The fights in “Contest” will unfold in a mysterious dimension dubbed “Battlerealm.” What can you tell us about this world?

Spinning out of “Secret Wars,” it’s a broken sector of space and time, a ruined zone, where the normal laws of physics don’t always apply. Smashed and wrecked cities float like asteroids, the rubble of some previous existence. What happened here? I couldn’t possibly tell you yet.

Anyway, the important thing about the Realm is that whatever cosmic occurrence left it behind also created a new cosmic substance, “Iso-8,” a name savvy Marvel gamers might recognize.

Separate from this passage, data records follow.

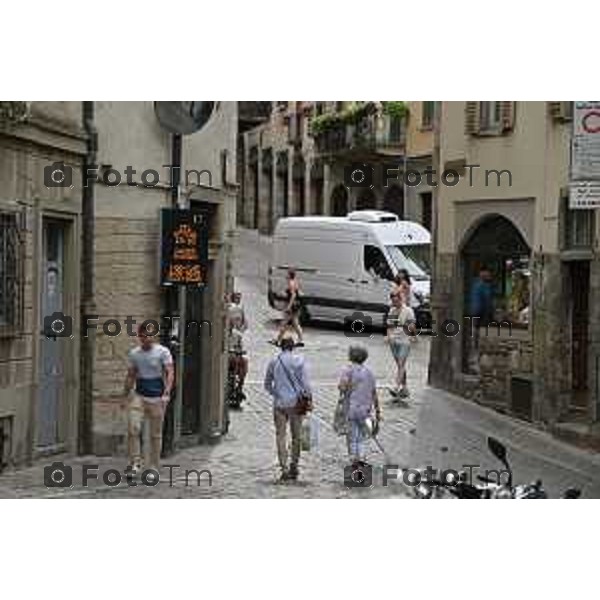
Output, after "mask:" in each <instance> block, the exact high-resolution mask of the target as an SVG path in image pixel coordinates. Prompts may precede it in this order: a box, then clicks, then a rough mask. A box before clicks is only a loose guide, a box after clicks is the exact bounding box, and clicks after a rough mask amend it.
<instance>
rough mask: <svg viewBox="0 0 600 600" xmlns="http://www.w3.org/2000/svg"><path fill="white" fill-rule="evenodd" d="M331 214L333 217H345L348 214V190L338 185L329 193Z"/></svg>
mask: <svg viewBox="0 0 600 600" xmlns="http://www.w3.org/2000/svg"><path fill="white" fill-rule="evenodd" d="M331 214H332V215H333V216H334V217H345V216H346V215H347V214H348V190H347V189H346V188H345V187H344V186H343V185H338V186H336V187H335V188H334V190H333V192H332V193H331Z"/></svg>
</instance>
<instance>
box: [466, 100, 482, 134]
mask: <svg viewBox="0 0 600 600" xmlns="http://www.w3.org/2000/svg"><path fill="white" fill-rule="evenodd" d="M465 133H466V134H467V135H477V134H478V133H479V102H467V103H466V106H465Z"/></svg>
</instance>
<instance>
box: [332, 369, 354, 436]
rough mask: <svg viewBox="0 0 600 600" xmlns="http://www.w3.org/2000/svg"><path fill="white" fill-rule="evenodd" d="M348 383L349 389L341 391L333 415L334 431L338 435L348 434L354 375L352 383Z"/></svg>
mask: <svg viewBox="0 0 600 600" xmlns="http://www.w3.org/2000/svg"><path fill="white" fill-rule="evenodd" d="M348 383H349V386H348V389H347V390H345V391H343V392H342V391H340V397H339V398H338V401H337V404H336V406H335V412H334V413H333V430H334V431H335V432H336V433H337V434H338V435H347V434H348V405H349V403H350V391H351V384H352V374H350V381H349V382H348Z"/></svg>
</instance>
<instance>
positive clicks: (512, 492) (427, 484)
mask: <svg viewBox="0 0 600 600" xmlns="http://www.w3.org/2000/svg"><path fill="white" fill-rule="evenodd" d="M488 448H489V450H490V451H491V452H492V454H493V455H494V456H495V457H496V458H497V459H498V460H499V461H500V462H501V463H502V465H503V466H504V469H505V471H504V472H505V473H506V474H507V480H506V482H501V481H500V473H498V479H492V478H490V477H489V476H483V475H477V480H478V481H479V482H480V485H476V484H473V483H472V482H469V481H468V477H467V474H466V473H464V472H463V473H459V474H458V478H457V480H456V481H454V480H453V479H452V478H446V480H445V481H440V480H429V481H424V482H421V483H420V484H419V485H417V486H415V487H414V488H413V492H414V494H415V496H416V497H417V498H419V499H432V498H458V499H491V500H500V499H510V500H526V499H546V498H548V494H547V493H546V491H545V490H544V487H543V484H542V481H541V480H540V479H538V480H536V481H534V482H532V483H528V484H520V485H516V486H513V476H512V470H511V468H510V465H509V463H508V459H507V451H506V447H505V446H504V444H502V442H500V441H498V440H497V439H495V438H493V437H488ZM580 496H581V490H580V489H578V488H568V489H567V490H565V492H564V493H563V495H562V496H561V497H562V498H565V499H575V498H579V497H580Z"/></svg>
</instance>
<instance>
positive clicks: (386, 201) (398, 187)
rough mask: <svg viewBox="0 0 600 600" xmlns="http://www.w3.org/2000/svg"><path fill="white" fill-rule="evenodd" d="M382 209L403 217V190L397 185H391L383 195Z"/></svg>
mask: <svg viewBox="0 0 600 600" xmlns="http://www.w3.org/2000/svg"><path fill="white" fill-rule="evenodd" d="M383 210H385V211H388V212H392V213H394V214H396V215H398V217H399V218H400V219H403V218H404V190H403V189H402V188H401V187H400V186H399V185H391V186H390V187H389V188H387V190H386V191H385V194H384V196H383Z"/></svg>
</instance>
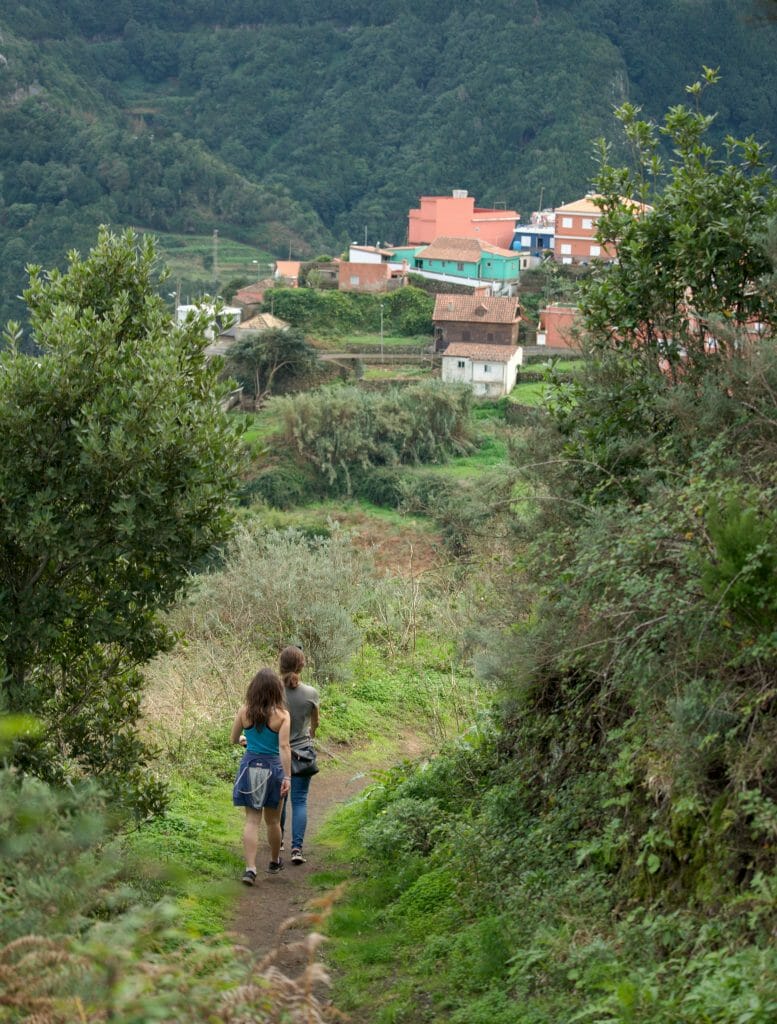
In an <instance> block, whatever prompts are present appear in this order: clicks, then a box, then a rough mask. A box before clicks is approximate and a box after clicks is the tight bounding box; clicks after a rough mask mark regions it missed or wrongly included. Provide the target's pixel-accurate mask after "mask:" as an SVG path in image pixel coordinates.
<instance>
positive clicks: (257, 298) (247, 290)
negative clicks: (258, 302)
mask: <svg viewBox="0 0 777 1024" xmlns="http://www.w3.org/2000/svg"><path fill="white" fill-rule="evenodd" d="M274 284H275V282H274V281H273V280H272V279H271V278H265V279H264V281H257V282H256V284H255V285H246V287H245V288H242V289H241V290H240V291H239V292H235V293H234V301H235V302H243V303H244V304H245V305H247V306H248V305H251V304H252V303H254V302H262V301H264V293H265V291H266V290H267V289H268V288H272V286H273V285H274Z"/></svg>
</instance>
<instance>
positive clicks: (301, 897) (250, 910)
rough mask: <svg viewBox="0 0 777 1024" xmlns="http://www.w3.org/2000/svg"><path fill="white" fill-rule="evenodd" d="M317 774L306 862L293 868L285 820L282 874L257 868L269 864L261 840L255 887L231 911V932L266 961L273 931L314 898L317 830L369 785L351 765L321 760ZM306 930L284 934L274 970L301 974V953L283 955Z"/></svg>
mask: <svg viewBox="0 0 777 1024" xmlns="http://www.w3.org/2000/svg"><path fill="white" fill-rule="evenodd" d="M319 761H320V763H321V771H320V772H319V773H318V774H317V775H316V776H315V777H314V778H313V779H312V780H311V782H310V792H309V795H308V804H307V812H308V818H307V831H306V834H305V857H306V860H307V863H305V864H299V865H295V864H292V862H291V857H290V854H291V849H290V841H289V834H290V824H291V822H290V820H289V819H288V818H287V824H286V827H287V836H286V850H285V852H284V854H283V855H282V856H283V857H284V870H283V871H280V873H279V874H268V873H267V872H266V870H262V867H263V866H264V867H266V863H267V862H268V861H269V853H268V852H267V842H266V838H265V837H264V836H262V837H261V839H262V844H261V845H260V853H259V856H258V858H257V867H258V868H259V874H258V877H257V880H256V885H255V886H253V887H249V886H245V887H243V889H242V891H241V893H240V895H239V899H238V906H236V916H235V920H234V922H233V924H232V927H231V931H232V932H234V933H235V934H236V935H238V936H239V941H241V942H242V943H243V944H244V945H246V946H248V947H249V948H250V949H252V950H254V951H255V952H256V953H258V954H259V955H260V956H263V955H265V954H266V953H267V952H269V951H270V949H273V948H274V947H275V946H276V944H278V930H279V928H280V926H282V925H283V924H284V922H285V921H288V920H289V919H290V918H294V916H296V915H298V914H301V913H303V912H304V910H305V905H306V904H307V903H308V902H309V900H310V899H311V898H312V896H313V889H312V887H311V885H310V881H309V879H310V874H311V873H312V872H313V871H317V870H320V869H321V850H320V847H319V846H318V844H317V843H316V830H317V828H318V826H319V825H320V823H321V821H322V820H323V818H325V817H326V816H327V814H328V812H329V811H331V810H332V809H333V808H335V807H336V806H337V805H338V804H344V803H345V802H346V801H347V800H350V799H351V797H355V796H356V794H357V793H359V791H360V790H362V788H363V787H364V786H365V785H366V784H368V783H369V781H370V778H369V776H368V775H366V774H364V773H363V772H361V771H359V769H358V768H356V767H353V766H352V762H351V759H350V757H349V759H348V765H347V766H345V765H344V763H343V762H342V761H333V762H331V763H325V761H326V759H323V758H320V756H319ZM305 932H306V930H305V929H299V928H290V929H288V930H286V931H285V932H284V933H283V936H282V937H280V941H279V947H280V954H279V956H278V957H277V959H276V963H277V964H278V966H279V967H280V968H282V969H283V970H285V971H287V972H288V973H290V974H295V973H296V972H297V971H298V970H302V969H303V968H304V967H305V965H306V964H307V958H306V957H305V956H303V955H302V954H300V953H289V954H285V950H286V949H288V948H289V947H290V946H291V945H292V944H293V943H295V942H299V941H300V939H302V938H304V935H305Z"/></svg>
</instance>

Bringing to life the setting, characters and most importantly the fights of “Contest of Champions” is artist Paco Medina, who has proven he can draw all kinds of Marvel heroes, and he’s also great with kinetic action sequences.

I’m really enjoying his art — it’s clear, it’s clean, it jumps off the page. I’m reminded of Chris Sprouse in places, which is obviously absolutely wonderful. And like you say, those action sequences do pop and pulse beautifully, which is very important in a comic that’s got a lot of emphasis on the punching.

“Contest of Champions” is connected to the larger Marvel Universe. Will there be some direct connections between “Contest” and your other books, “Ultimates” and “New Avengers?”

Almost certainly. I mentioned the intrusion of Iso-8 into the main Marvel Universe earlier — that’s going to connect heavily with “Ultimates,” if I get my druthers. In fact, readers might find a connection as far back as my “Mighty Avengers” run. As for “New Avengers” — well, there are big things brewing in that book, and it seems natural that eventually all the Big Things I’m planning in all my books are going to find themselves interlinking.

Contests are things that eventually end. So is “Contest of Champions” a series with a beginning, middle and end?

The first year, we’ve got pretty much all planned out, and a couple of plot elements for the second. So that’s got a beginning, a middle, and an end that’ll be big and satisfying, but it’ll end with a cliffhanger that’ll propel us into “Season 2”, which I suspect is going to be big and loud and have serious consequences for the rest of the Marvel Universe.